Van Gundy said then and has repeated it often: Leuer is a player who caught his eye as a little-used rookie in Milwaukee when Van Gundy was coaching in Orlando. He and Otis Smith, then his general manager and now his assistant coach, tried to acquire him for the Magic; Van Gundy and current GM Jeff Bower made inquiries of Memphis and Phoenix in their first two years running the Pistons.

“Obviously, you like to hear that,” Leuer said. “I’m just glad we were able to make it work out. I’m just glad to be here and have the opportunity I have. I appreciate it every day. We’re just trying to build something special.”

Van Gundy expects Leuer to trend toward his career norm (.361) from the 3-point line. Given the minutes he plays and the spots at which Van Gundy inserts him, it figures Leuer is going to get about as much time with Reggie Jackson as he does with Ish Smith running the point. He’s got the game to thrive with either point guard, his perimeter shooting coming into play as Jackson hits his stride and begins to pull defenses into the paint to stop penetration, his athleticism and ability to run the floor an ideal complement to Smith’s pace-pushing forays.

If Leuer has caught the NBA by surprise – the contract the Pistons gave him drew some criticism, as the ones they handed out to Jackson and Aron Baynes also did before their play proved the front office right – he hasn’t raised Van Gundy’s eyebrows at all.

Well, maybe, possibly, a fraction of an inch at the defensive end. Leuer ranks a close second to Baynes in defensive rating among Pistons rotation players.

“I thought he was OK. He’s been better,” Van Gundy said. When Van Gundy fields what he considers his best defensive unit, Leuer is among its members. His size and mobility make Leuer an attractive defensive option against a wide spectrum of opponents. He’s an equally versatile player at the other end, too, capable of scoring at the rim, off the dribble or from distance.

“We’ve just thought he was a guy that if he got minutes every night could be really, really productive,” Van Gundy said. “I still think there’s a lot there that hasn’t been tapped yet. We’re trying to get him to be more aggressive offensively. I think there’s even more there than what we’ve seen. I think he can go beyond what he’s doing now.”

That’s nice, but it’s more critical that Leuer agrees.

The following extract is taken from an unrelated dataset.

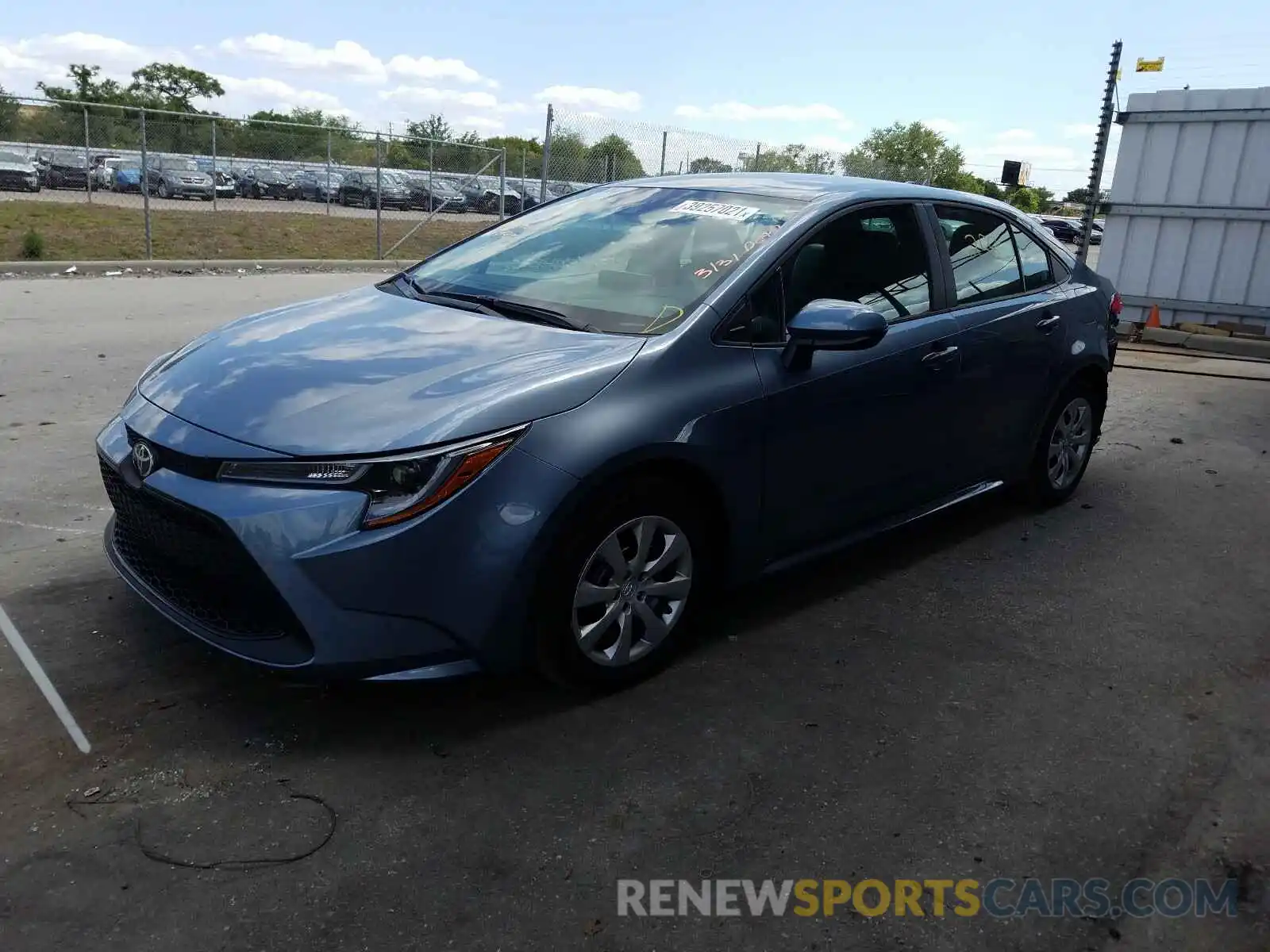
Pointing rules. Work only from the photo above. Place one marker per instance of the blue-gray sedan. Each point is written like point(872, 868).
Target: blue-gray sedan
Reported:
point(549, 443)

“That’s big. Any time your head coach is telling you that, that’s positive. Helps build confidence,” Leuer said. “I feel like I can do more, too. I feel like I have more to show, even though I’m probably having the best year of my career. I feel like I can even play better and that’s motivation for me every day, too.”

It turns out Stan Van Gundy’s been right about Jon Leuer for five years. So it’s probably a pretty safe bet he’s right about Leuer’s capacity to give the Pistons even more than he’s provided over his first 25 games in their uniform. Especially now that they’re even calling a few plays for him.